NRLMMD-GEOIPS / geoips

Main Geolocated Information Processing System code base with basic functionality enabled.
https://nrlmmd-geoips.github.io/geoips/
Other
14 stars 11 forks source link

Consider exposing which variables Readers can ingest and create generic utilities that can be used by all readers #475

Open evrose54 opened 5 months ago

evrose54 commented 5 months ago

Requested Update

Description

Readers in GeoIPS are fundamental, yet they lack the ability to expose pertinent information to the user. They also implement code which performs conversions on certain data, that is very similar from one reader to another (ie. Radiance to Brightness Temperature, etc.). Both of these points are elements of readers that could be improved or consolidated.
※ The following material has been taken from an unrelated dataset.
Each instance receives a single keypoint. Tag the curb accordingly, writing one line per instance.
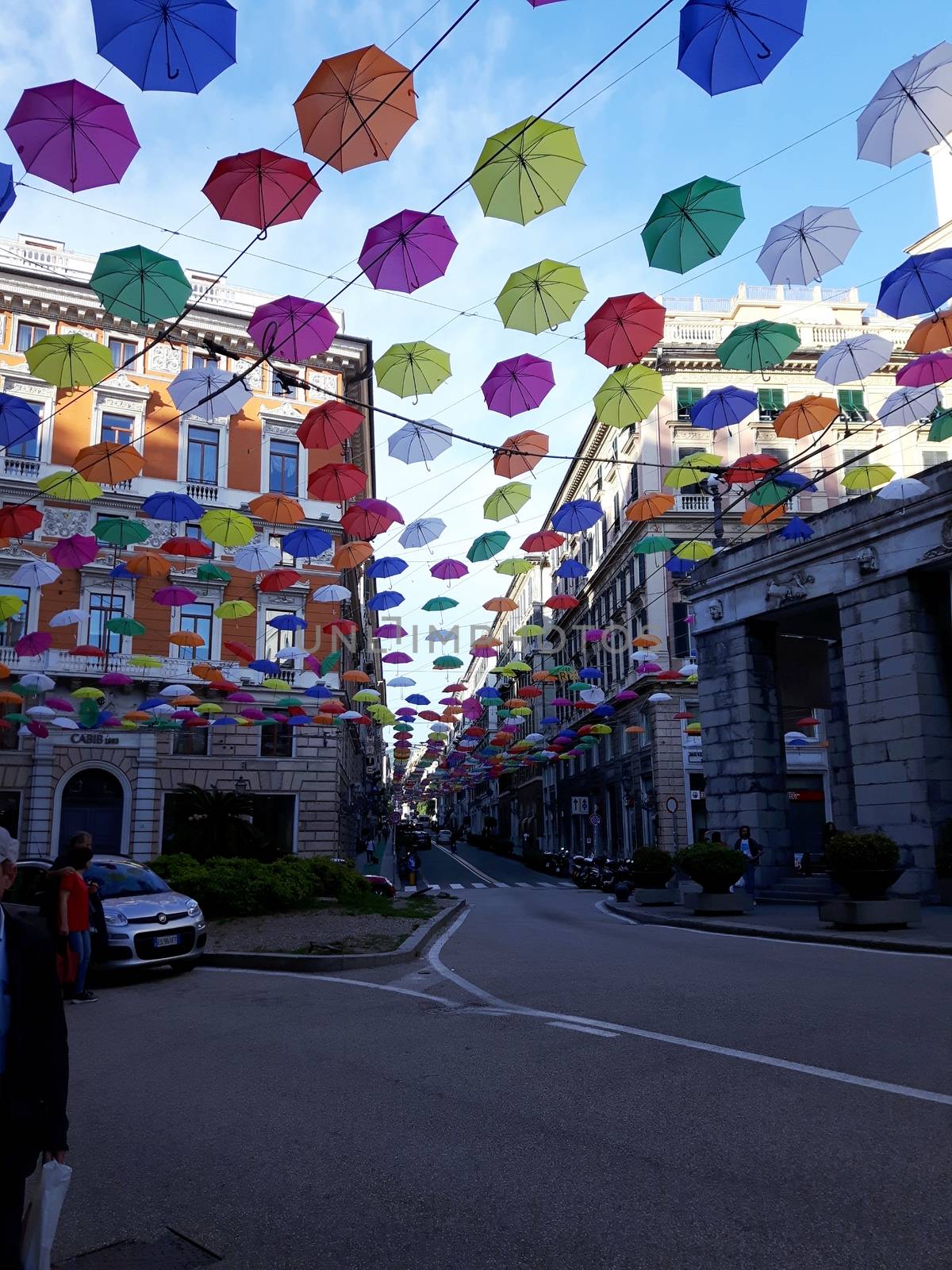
(315, 963)
(780, 933)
We should consider adding variables able to be read via a reader to the appropriate reader plugin in the plugin registry. While we'd need to modify each reader to ensure they have a list of variable names that are able to be read by the reader, it would be information that we could expose via the plugin registry to a user with the CLI. This would be very helpful. I envision a reader's entry in the plugin registry would look like this:

    windsat_remss_winds_netcdf:
      docstring: Read derived surface winds from REMSS WINDSAT netcdf data.
      family: standard
      interface: readers
      package: geoips
      plugin_type: module_based
      relpath: plugins/modules/readers/windsat_remss_winds_netcdf.py
      signature: (fnames, metadata_only=False, chans=None, area_def=None, self_register=False)
      variables: [var_name1, var_name2, var_name3, ...]
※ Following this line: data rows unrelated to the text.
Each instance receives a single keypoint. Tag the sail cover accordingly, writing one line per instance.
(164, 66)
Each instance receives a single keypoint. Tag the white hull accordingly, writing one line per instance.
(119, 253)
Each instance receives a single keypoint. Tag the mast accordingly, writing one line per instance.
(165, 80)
Once we have information of what variables can be ingested by a reader, we could create generic utility functions which could perform conversions on data (Radiance to Brightness Temperature, ...), generic read functions (Xarray.open_dataset() --> retrieve certain variables, ...), and other utilities that we think could be refactored and used by any reader.

While the generic utilities would need a great amount of consideration, as conventions between variable names, filetypes, etc. has not been enforced via satellite data producers, it would definitely make the development of readers a much easier process.

Background and Motivation

This issue stemmed from a conversation @jsolbrig and I had when reviewing a GREMLIN reader I had produced for the GeoIPS GLM package.

Alternative Solutions

Leave the code as is and rewrite it where necessary (not optimal or a good coding standard).

Environment

Code to demonstrate issue

See geoips/geoips/plugins/modules/readers/abi_netcdf.py for an example of variables that we could expose. Look in that file for this line (1128 - 1130) to see an example of a conversion function that we could add to generic utilities. This function converts radiance to brightness temperature for abi data.

        data["BT"][~bad_data_mask] = ne.evaluate(
            "(fk2 / log(fk1 / rad_data + 1) - bc1) / bc2"
        )